OCR takes the position that a ransomware attack will typically result in a breach of electronic protected health information (ePHI), triggering notification to affected individuals, OCR and, in some cases, the media.  Specifically, OCR notes that when ePHI is encrypted as a result of a ransomware attack, a breach has occurred because the ePHI was acquired (unauthorized individuals took possession or control of the information) and disclosed in a manner not permitted by the HIPAA Privacy Rule. OCR acknowledges, however, that whether ePHI is compromised due to a ransomware attack is a fact-specific inquiry. Therefore, while a ransomware attack will typically result in a breach under HIPAA, a risk assessment should be performed promptly.

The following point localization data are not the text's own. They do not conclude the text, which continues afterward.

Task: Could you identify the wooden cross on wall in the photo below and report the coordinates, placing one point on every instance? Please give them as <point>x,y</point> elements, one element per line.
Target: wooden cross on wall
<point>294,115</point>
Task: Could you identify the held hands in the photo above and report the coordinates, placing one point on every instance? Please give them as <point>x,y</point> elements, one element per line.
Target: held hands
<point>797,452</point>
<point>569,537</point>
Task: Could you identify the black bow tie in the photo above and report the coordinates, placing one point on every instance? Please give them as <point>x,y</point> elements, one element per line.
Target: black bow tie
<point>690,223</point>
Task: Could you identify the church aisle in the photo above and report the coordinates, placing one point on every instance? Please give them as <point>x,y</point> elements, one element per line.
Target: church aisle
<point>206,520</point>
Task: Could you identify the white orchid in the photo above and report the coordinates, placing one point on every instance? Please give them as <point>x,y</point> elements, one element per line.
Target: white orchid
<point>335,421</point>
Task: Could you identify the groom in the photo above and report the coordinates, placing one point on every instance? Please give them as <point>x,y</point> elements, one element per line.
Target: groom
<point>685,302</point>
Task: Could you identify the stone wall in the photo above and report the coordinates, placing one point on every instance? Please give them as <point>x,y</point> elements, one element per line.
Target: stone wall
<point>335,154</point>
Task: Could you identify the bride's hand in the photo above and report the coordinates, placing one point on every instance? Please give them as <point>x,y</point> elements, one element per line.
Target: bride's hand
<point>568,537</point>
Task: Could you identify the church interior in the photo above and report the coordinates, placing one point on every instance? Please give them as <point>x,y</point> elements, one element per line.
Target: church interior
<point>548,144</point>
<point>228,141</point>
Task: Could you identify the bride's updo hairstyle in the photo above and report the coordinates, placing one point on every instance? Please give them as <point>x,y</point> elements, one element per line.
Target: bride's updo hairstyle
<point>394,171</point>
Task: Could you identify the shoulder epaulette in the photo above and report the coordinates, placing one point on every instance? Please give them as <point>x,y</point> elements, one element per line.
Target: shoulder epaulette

Unless a covered entity or business associate can demonstrate that there is a “low probability that PHI has been compromised” based on a risk assessment of four factors set forth in the HIPAA Breach Notification Rule, a breach is presumed under HIPAA. According to the OCR Ransomware Guidance, a risk assessment involving a ransomware incident should also consider whether there is a high risk of unavailability of data or a high risk to the integrity of the data as a result of the attack.  Where a covered entity or business associate has a strong data backup program that ensures the organization can recover its data, the organization may be able to demonstrate that it has mitigated any potential harm to individuals.  OCR expects the risk assessment to be “thorough, completed in good faith and reach conclusions that are reasonable under the circumstances.”

The OCR Ransomware Guidance also highlights the importance of training workforce members to identify and avoid potential ransomware attacks. Organizations are reminded to have backup data systems along with business continuity plans that are routinely tested. OCR urges implementation of security measures in compliance with the HIPAA Security Rule to help prevent ransomware and other cyber attacks.

The Guidance follows a letter that the Secretary of HHS sent to chief executive officers of healthcare companies highlighting the importance of security in the face of such threats. The Secretary included with her letter a U.S. Government interagency technical guidance document informing chief information officers and chief information security officers at critical infrastructure entities of existing best practices to prevent and respond to ransomware attacks.

As a result of this new guidance, covered entities and business entities should:

  • Review the OCR Ransomware Guidance, along with the Secretary’s letter and accompanying technical guidance document;
  • Conduct a risk analysis to identify threats and vulnerabilities;
  • Establish a plan to mitigate against identified threats and vulnerabilities;
  • Implement policies and procedures to safeguard against malware;
  • Train workforce members on how to identify and report cyber threats;
  • Limit ePHI access only to those who require it to perform their jobs; and
  • Maintain backup data systems and business continuity plans (and routinely test both).

DISCLAIMER: Because of the generality of this update, the information provided herein may not be applicable in all situations and should not be acted upon without specific legal advice based on particular situations.